NC A&T-Purdue Preview

(AP) - Matt Painter believes old-school basketball still works.

So the Purdue coach is ditching the small-ball trend and going all in with one of the biggest teams in the nation, hoping it will put the Boilermakers back in the title conversation.

''We want to win the Big Ten. We want to win the Big Ten tournament. We want to make a run to the Final Four,'' sophomore forward Vince Edwards said. ''We want to win the national championship.''

It's not as crazy as it sounds for No. 23 Purdue, which opens against North Carolina A&T on Friday night.

The Boilermakers already have a 7-foot, all-conference center in A.J. Hammons and an improving 7-2 sophomore backup in Isaac Haas. With freshman Caleb Swanigan being cleared to play by the NCAA, they have a 6-9, 250-pound power forward, too.

Indiana's 2015 Mr. Basketball, Swanigan averaged 22.6 points and 13.7 rebounds in leading Fort Wayne Homestead to the state's Class 4A championship.

It is believed that the NCAA delayed its eligibility decision because it wanted to be sure that Swanigan's adoptive father, Roosevelt Barnes, a Purdue graduate and a sports agent who represents professional athletes, placed no pressure on Swanigan to attend Purdue after he first committed to Michigan State and then changed his mind.

Adding Swanigan, one of the nation's top-ranked freshmen, also allows Painter to move Edwards, a versatile 6-8 sophomore, to his more natural spot of small forward with the option of using 6-6 Rapheal Davis, an all-conference defensive player, or 6-7 Kendall Stephens at shooting guard or small forward.

And these Boilermakers, unlike some of Painter's more recent teams, are working to prove that they can be better than people think. They went 21-13 a season ago and made the NCAA Tournament for the first time since 2012.

''I was trying to stick to my defense, really, stick to what I'm very good at,'' Hammons said. ''But Caleb comes here and he likes to score. Vince likes to score. Raph likes to score. So they're pushing me to actually just trash talk for the ball, ask for the ball more and I've got to step up and not focus on defense all the time.''

That might run contrary to Painter's defense-first approach.

But given the circumstances and last season's surprising third-place finish, and it's understandable why the Boilermakers are thinking big.

''My sophomore year we were last (in the Big Ten). That's something I will never forget,'' Davis said. ''I've told the guys before I leave, I want to win a Big Ten championship and do bigger things than that.''

Last season, the Boilermakers got a big break when grad student Jon Octeus enrolled in the fall and won the starting point guard job. This year, Painter is hoping for a repeat. Though sophomore P.J. Thompson, Octeus' backup, could win the starting job, the more likely winner might be 6-3 Johnny Hill, who played two seasons at Illinois State and last season at Texas-Arlington.

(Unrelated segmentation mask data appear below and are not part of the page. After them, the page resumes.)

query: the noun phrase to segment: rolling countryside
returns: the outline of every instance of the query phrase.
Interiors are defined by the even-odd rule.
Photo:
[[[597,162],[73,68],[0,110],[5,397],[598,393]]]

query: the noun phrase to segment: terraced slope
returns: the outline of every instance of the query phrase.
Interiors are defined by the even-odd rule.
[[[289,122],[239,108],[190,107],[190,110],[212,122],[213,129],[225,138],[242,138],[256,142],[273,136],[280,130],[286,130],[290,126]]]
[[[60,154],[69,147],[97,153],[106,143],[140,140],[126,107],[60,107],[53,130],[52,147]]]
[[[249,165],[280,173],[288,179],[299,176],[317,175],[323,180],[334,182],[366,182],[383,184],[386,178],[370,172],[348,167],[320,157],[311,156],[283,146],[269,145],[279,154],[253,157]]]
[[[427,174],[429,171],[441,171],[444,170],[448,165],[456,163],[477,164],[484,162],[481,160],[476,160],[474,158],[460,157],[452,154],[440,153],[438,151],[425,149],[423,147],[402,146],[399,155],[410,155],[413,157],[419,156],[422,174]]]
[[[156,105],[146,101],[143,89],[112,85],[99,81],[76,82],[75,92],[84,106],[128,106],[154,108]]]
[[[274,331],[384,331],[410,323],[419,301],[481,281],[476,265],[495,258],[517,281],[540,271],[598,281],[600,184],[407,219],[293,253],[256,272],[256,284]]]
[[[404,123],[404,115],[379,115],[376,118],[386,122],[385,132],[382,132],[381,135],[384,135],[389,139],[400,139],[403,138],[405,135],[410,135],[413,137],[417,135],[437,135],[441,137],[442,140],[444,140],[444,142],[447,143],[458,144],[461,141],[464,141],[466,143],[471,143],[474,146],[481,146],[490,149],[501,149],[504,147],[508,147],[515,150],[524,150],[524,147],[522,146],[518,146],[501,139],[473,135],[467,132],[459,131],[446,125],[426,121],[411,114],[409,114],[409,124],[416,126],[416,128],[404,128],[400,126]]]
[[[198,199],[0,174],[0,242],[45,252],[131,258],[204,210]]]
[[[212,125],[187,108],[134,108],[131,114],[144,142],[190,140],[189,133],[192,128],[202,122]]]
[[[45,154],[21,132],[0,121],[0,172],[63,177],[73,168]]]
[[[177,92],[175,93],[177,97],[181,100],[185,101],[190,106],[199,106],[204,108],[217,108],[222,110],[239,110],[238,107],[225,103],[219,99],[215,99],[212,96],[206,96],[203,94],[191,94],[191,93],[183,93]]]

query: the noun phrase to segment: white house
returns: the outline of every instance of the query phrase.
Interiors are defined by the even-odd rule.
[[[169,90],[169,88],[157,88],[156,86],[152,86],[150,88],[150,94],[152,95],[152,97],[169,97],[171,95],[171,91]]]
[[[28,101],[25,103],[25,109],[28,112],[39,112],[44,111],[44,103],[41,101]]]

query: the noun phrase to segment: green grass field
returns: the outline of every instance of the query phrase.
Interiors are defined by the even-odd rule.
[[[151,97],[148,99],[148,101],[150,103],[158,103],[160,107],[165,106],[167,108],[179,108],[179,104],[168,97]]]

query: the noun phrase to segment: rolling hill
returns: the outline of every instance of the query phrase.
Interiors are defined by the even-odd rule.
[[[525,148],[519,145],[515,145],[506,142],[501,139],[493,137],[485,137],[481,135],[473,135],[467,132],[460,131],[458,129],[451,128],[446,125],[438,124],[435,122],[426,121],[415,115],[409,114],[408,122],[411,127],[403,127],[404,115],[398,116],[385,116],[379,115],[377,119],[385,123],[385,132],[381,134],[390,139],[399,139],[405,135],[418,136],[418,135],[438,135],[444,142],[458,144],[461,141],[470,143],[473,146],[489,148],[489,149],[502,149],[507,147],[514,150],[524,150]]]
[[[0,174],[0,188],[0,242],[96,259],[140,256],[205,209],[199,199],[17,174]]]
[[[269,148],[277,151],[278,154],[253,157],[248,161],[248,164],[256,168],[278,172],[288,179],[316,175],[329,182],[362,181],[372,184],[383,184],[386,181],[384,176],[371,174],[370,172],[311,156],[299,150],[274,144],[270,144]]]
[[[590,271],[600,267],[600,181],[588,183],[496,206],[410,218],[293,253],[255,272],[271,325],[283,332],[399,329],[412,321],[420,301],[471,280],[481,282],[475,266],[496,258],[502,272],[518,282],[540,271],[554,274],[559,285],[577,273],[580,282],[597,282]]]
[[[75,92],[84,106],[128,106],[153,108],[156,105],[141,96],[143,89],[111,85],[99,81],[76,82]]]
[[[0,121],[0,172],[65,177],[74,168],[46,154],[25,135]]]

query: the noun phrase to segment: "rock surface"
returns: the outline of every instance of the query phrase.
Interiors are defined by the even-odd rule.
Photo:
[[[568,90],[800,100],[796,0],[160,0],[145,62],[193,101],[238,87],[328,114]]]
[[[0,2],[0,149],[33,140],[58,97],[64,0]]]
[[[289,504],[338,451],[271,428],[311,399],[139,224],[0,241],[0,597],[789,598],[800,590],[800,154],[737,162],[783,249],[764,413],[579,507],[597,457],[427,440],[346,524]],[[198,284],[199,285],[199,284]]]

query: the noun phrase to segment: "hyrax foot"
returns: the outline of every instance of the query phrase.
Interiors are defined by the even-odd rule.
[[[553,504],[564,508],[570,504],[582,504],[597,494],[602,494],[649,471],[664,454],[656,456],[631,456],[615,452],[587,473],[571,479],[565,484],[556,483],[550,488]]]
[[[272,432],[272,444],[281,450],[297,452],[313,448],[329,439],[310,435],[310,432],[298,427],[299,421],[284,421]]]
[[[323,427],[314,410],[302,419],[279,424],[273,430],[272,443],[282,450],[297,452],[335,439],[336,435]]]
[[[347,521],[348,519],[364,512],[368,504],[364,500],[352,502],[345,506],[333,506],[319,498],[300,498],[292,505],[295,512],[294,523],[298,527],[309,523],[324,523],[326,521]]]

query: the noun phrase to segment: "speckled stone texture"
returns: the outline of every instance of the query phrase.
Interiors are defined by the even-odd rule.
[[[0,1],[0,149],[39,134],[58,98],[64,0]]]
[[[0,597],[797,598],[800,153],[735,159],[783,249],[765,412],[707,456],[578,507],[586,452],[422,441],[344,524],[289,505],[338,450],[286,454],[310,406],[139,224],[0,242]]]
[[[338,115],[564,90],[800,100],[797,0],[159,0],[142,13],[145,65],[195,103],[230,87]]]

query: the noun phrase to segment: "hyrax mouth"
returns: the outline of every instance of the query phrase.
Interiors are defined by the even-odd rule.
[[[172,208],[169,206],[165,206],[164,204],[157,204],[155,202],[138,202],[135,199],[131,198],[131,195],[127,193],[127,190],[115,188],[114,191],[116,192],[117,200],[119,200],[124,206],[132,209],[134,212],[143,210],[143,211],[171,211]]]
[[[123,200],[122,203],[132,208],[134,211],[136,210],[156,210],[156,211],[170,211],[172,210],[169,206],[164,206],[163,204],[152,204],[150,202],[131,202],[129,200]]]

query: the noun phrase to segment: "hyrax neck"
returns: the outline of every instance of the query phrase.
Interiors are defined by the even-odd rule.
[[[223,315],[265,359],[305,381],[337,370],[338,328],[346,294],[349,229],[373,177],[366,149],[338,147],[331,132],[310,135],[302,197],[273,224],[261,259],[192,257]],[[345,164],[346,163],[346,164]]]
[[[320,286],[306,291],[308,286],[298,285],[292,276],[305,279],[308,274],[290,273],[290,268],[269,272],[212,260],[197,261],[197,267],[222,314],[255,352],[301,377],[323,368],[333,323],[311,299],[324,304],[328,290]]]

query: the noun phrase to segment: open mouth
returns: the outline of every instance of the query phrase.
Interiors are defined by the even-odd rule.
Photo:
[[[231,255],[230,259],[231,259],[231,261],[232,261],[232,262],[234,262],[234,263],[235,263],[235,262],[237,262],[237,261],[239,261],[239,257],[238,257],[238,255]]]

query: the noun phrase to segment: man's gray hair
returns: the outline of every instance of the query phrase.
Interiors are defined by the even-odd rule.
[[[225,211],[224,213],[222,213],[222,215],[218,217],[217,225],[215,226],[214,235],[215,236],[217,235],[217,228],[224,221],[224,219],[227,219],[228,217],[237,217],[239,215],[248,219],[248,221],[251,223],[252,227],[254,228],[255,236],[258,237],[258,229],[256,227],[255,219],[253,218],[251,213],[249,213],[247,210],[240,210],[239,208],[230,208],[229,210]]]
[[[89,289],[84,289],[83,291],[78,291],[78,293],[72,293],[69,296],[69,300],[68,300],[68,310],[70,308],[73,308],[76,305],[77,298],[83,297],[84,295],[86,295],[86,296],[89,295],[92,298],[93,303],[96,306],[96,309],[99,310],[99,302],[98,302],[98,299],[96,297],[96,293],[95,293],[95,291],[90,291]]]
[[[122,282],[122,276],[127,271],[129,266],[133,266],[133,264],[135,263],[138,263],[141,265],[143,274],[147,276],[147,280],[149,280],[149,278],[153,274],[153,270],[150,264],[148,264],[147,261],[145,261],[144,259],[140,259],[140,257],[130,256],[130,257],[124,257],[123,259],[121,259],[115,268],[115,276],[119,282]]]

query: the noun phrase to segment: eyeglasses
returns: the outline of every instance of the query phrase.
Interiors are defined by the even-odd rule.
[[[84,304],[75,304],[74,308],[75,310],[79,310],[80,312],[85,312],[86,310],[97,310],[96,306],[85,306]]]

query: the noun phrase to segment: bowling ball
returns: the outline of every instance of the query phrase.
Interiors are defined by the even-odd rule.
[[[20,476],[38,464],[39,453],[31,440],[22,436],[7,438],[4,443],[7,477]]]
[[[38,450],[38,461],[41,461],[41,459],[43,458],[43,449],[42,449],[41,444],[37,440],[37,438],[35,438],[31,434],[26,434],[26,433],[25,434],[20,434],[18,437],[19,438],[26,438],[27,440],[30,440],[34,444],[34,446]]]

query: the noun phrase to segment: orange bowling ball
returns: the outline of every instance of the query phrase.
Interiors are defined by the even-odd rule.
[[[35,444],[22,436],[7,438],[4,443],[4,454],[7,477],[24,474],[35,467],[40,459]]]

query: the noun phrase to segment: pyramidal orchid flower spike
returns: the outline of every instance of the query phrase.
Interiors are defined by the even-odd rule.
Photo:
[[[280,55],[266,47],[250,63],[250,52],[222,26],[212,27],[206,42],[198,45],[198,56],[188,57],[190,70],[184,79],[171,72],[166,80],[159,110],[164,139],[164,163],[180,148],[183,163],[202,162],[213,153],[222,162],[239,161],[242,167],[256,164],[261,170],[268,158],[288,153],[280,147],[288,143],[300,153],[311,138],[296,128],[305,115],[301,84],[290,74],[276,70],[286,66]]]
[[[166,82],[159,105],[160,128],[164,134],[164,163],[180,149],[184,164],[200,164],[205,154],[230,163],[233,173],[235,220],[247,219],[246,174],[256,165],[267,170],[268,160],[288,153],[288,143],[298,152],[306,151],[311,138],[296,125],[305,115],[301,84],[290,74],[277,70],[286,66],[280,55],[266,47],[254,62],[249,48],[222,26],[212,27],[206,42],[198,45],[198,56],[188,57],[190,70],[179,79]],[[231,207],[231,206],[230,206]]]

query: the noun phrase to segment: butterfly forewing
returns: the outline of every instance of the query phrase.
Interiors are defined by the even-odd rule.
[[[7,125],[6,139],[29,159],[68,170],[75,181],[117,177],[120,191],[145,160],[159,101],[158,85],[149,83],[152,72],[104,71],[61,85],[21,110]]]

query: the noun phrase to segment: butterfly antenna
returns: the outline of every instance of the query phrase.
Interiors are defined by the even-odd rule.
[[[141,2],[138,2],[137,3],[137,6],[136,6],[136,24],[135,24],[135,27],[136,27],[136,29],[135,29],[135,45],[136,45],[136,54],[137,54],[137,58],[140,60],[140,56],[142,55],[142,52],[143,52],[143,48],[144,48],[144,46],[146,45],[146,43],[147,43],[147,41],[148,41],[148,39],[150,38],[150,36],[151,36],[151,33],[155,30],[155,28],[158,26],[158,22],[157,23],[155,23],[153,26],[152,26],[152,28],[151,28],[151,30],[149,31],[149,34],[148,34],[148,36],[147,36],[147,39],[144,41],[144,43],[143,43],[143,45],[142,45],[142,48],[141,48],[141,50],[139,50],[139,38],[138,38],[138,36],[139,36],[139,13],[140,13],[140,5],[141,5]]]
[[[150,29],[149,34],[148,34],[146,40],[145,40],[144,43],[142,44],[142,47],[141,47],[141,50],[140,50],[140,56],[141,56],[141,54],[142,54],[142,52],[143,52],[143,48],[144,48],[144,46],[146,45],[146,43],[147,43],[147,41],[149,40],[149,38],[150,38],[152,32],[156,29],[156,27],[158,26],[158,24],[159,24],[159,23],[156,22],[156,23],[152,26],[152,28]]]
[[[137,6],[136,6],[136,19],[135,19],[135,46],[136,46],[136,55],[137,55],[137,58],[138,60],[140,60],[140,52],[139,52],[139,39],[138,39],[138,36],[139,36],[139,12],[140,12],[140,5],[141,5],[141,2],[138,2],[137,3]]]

Painter knows the key area to improve is free-throw shooting. Last season, the Boilermakers finished 10th in the Big Ten, making 68.3 percent. With a full offseason to work on it, Purdue should improve.

Another glaring deficiency last season was Purdue's inability to make 3-pointers. While only three Big Ten teams made fewer 3s than the Boilermakers (195), only one player, Stephens (73), made more than 40. The addition of freshman Ryan Cline should help, but they need a better perimeter game this season.

The Boilermakers are 9-1 in openers under Painter with seven of the wins coming by at least 25 points. This will be their first meeting with North Carolina A&T, which went 9-23 in 2014-15 and is picked to finish sixth in the Mid-Eastern Athletic Conference.

The Aggies return all five starters and are led by MEAC preseason first-team selection Bruce Beckford, who averaged team highs of 15.2 points and 7.3 rebounds as a junior last season.

North Carolina A&T, which has been outscored by an average of 43.6 points in losing its last five games to ranked teams, also brings in four newcomers via transfers.

"We're cautiously optimistic that potentially this is the most talented team we've put on the floor since I've coached here," fourth-year coach Cy Alexander told the school's official website. "Overall we have a very good nucleus of returning players who have been in the program two to three years. Plus, we've got a group of newcomers who have upper mid-major experience. Hopefully, we can blend the two entities together and have a successful basketball season this year."